Cyndi Goetcheus Sarfan
Wildlife photography reminds me of my place in the universe. Being alone in nature here at the Outer Banks, whether on the beach in the dead of winter or in the vastness of the refuge, I am reminded that I share this space with an amazing number of remarkable creatures big and small, all trying to survive, to raise their families, and to find shelter. Watching these animals go about their daily business, often in extremely harsh conditions, I stand in awe at tiny acts of courage, of resilience and strength. I also feel a huge sense of gratitude for my own shelter, my own family, my own food, as well as gratitude for the opportunity to observe and photograph these animals. I am grateful to co-exist with all the magnificent creatures I encounter, honored to share their space.

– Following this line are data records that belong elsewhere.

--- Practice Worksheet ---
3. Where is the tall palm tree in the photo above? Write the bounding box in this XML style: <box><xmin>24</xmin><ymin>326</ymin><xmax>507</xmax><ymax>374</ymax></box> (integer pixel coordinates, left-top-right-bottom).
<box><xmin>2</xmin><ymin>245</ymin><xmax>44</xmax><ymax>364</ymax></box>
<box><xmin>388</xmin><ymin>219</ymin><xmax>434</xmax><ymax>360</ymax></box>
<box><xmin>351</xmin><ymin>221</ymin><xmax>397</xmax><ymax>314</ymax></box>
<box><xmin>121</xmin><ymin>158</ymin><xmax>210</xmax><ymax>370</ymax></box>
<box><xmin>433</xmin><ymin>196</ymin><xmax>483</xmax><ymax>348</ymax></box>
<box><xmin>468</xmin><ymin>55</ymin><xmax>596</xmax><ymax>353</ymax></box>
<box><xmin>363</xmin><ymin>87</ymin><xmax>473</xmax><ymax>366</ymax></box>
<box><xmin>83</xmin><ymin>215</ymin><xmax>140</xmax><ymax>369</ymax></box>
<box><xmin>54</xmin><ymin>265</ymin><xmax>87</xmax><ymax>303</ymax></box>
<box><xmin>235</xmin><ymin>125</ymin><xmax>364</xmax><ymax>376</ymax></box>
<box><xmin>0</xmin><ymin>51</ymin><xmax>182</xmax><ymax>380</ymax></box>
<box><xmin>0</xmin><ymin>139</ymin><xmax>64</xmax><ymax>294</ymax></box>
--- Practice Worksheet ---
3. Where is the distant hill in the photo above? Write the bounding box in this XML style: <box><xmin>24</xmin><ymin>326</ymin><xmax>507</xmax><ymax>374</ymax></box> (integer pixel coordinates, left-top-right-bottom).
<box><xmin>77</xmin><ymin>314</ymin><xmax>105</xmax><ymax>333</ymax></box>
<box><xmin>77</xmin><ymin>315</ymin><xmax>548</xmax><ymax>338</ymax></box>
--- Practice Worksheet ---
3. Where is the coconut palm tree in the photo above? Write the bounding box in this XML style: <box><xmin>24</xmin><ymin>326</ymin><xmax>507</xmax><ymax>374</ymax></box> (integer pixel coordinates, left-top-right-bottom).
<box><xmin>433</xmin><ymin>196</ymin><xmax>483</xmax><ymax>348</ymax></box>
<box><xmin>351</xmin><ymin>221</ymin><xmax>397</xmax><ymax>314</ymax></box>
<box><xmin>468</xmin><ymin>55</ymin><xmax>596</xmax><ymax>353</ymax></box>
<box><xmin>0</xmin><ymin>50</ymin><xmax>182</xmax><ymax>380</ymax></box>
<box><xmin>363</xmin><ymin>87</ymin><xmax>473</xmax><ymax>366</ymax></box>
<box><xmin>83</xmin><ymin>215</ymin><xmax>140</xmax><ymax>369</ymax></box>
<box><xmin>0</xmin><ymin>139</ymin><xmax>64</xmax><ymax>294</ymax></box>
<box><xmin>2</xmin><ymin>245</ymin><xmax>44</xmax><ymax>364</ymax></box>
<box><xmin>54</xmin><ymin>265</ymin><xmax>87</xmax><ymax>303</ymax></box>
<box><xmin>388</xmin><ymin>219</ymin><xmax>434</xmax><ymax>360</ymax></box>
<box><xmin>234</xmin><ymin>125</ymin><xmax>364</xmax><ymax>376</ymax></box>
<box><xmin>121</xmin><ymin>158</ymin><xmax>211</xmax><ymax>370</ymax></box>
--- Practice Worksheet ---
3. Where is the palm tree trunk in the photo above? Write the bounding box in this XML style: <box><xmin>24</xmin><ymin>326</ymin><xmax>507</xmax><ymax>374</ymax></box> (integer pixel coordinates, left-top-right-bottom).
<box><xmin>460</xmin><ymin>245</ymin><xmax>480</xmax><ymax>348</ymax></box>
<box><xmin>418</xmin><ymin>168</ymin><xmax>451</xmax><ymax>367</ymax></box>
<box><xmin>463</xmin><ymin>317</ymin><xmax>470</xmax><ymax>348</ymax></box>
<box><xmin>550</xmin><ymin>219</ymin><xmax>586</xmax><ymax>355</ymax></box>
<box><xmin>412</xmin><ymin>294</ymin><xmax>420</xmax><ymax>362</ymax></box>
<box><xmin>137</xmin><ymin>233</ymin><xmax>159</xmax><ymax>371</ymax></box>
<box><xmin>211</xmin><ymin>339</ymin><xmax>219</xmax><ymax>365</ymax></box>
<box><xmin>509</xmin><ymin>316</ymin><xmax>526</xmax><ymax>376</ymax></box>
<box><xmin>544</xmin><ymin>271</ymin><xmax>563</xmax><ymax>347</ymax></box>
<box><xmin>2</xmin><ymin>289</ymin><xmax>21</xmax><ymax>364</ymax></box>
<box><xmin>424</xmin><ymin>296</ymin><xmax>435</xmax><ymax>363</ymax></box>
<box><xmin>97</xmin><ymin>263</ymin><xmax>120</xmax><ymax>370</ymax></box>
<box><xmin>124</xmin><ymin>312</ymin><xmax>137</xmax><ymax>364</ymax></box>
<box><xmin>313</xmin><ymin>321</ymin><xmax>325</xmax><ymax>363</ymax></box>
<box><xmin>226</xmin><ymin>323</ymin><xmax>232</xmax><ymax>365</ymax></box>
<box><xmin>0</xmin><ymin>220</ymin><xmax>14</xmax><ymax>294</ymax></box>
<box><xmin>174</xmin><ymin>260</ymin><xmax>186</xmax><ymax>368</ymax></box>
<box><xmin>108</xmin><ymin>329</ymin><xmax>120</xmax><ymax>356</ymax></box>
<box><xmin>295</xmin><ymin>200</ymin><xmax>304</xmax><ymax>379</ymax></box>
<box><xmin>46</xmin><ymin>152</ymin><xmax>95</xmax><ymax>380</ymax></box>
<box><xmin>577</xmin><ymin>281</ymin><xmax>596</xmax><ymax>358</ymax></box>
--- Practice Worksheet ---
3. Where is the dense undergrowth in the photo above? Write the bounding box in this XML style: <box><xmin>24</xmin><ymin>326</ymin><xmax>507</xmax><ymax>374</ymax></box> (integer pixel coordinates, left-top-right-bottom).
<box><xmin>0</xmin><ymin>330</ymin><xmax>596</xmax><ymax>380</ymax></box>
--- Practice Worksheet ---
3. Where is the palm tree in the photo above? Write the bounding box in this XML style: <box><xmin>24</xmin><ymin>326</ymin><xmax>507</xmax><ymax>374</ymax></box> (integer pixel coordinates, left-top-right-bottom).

Photography has become an integral part of my spiritual practice, particularly when I am photographing wildlife. Over the past 15 years or so, I’ve shifted my intentions when I step outside with my camera, and even modified how I talk about photography to better match my experiences out in the field. I don’t want to approach wildlife as a predator, “taking” pictures or “capturing” moments, but as a seeker of connection, hoping and asking to be granted gifts of presence that provide a window into wild worlds and wild lives. I often ask animals or birds to come, or to move into a better spot. Even in the excitement of a wonderful sighting, I try to remember to express my thanks in words, whether spoken aloud or in the quiet of my spirit.